Con solo trece centímetros de diámetro, el H4 se asemeja a un gran reloj de bolsillo. Dentro del
casco de plata, decenas de pequeños engranajes se articulan engastados en cojinetes
diminutos tallados en rubí y diamante. Las aleaciones fueron preparadas para anular cualquier
dilatación o contracción que hubiese podido sufrir su maquinaria en un largo viaje desde la fría
Europa septentrional hasta el cálido trópico. Sobre la esfera plateada, tres manecillas de acero
señalaron durante años, sin falta, la hora correcta. Una placa grabada con exquisitas filigranas
y adornos protege el intricado mecanismo. Cerca del bisel puede leerse el nombre del genio
detrás de la máquina: "John Harrison & Son A.D. 1759".

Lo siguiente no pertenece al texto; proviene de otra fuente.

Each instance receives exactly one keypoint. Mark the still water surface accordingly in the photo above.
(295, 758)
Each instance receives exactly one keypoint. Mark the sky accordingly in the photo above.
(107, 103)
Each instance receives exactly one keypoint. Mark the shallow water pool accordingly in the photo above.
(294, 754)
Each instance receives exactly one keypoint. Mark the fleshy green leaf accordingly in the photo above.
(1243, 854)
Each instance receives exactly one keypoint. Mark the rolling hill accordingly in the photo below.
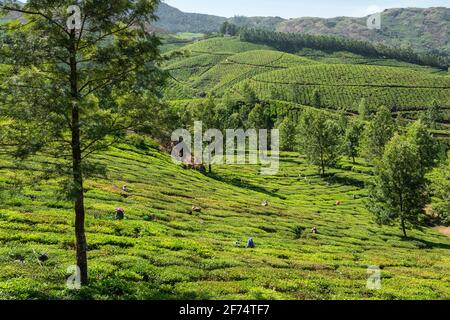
(162, 251)
(342, 79)
(422, 29)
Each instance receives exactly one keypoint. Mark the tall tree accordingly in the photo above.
(288, 133)
(399, 190)
(363, 109)
(320, 139)
(432, 115)
(77, 78)
(441, 187)
(352, 139)
(377, 133)
(427, 147)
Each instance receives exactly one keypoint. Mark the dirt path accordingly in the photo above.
(443, 230)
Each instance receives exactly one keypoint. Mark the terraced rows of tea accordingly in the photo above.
(343, 85)
(162, 251)
(220, 64)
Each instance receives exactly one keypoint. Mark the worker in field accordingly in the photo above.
(120, 214)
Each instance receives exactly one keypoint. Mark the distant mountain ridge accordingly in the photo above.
(422, 29)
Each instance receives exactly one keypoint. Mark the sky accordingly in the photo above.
(298, 8)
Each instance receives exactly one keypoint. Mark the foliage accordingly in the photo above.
(320, 139)
(293, 42)
(399, 187)
(377, 134)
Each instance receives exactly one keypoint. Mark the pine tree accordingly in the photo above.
(320, 139)
(74, 89)
(352, 139)
(378, 132)
(399, 190)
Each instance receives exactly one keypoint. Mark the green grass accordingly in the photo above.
(162, 252)
(218, 64)
(344, 85)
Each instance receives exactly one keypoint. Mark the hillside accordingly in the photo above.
(95, 206)
(162, 252)
(219, 65)
(422, 29)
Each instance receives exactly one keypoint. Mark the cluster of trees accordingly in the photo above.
(401, 156)
(229, 29)
(294, 42)
(68, 93)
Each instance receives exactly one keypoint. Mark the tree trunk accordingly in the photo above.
(404, 228)
(81, 244)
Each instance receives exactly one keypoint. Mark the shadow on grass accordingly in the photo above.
(334, 179)
(237, 182)
(424, 244)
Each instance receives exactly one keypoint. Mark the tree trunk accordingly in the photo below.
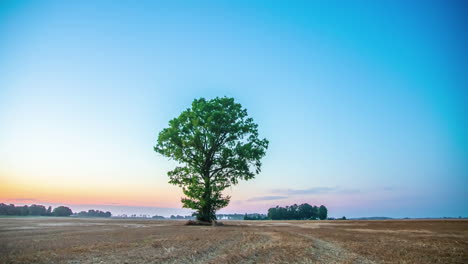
(205, 213)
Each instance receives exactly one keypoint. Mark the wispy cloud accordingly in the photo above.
(315, 190)
(266, 198)
(25, 200)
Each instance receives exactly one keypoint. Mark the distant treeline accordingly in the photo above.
(298, 212)
(93, 213)
(34, 210)
(256, 217)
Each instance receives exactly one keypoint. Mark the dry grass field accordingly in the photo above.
(72, 240)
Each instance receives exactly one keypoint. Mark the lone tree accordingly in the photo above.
(216, 144)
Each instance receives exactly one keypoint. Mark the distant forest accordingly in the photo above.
(304, 211)
(40, 210)
(34, 210)
(93, 213)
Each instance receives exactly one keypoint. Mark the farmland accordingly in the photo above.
(75, 240)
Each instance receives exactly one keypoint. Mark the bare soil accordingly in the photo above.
(74, 240)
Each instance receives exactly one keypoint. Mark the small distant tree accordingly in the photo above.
(216, 145)
(322, 212)
(49, 211)
(62, 211)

En una esfera --como la Tierra-- son suficientes dos coordenadas, “latitud” y “longitud”, para
situar cualquier punto sobre la superficie. Desde épocas antiguas, los marineros sabían
calcular la latitud midiendo el ángulo de inclinación del Sol al ocultarse en el horizonte o
utilizando las estrellas como guía. Pero la otra coordenada, la longitud, siempre se mostró
elusiva. El perfecto reloj de la bóveda celeste no ofrece una manera evidente para
determinarla. Existe, sin embargo, una forma sencilla y directa de medirla cuando se dispone
de un cronómetro preciso: si desde cubierta, un marinero observa que el Sol alcanza el cenit,
digamos, a la una de la tarde, hora de Londres, entonces puede inferir que su barco se
encuentra 15 grados hacia el Oeste, relativo a un observador en esa ciudad. Si lo alcanza a las
dos de la tarde, es porque se encuentra a 30 grados, y así sucesivamente. El hecho se debe a
que la Tierra tarda 24 horas en completar un giro sobre su eje, 360 grados, y en consecuencia
alcanza a rotar 15 grados en una hora. De ahí que cada hora de diferencia con respecto a la
“hora oficial” (por tradición se ha convenido que sea la hora local de Greenwich) signifique un
avance de 15 grados de longitud en dirección Este u Oeste.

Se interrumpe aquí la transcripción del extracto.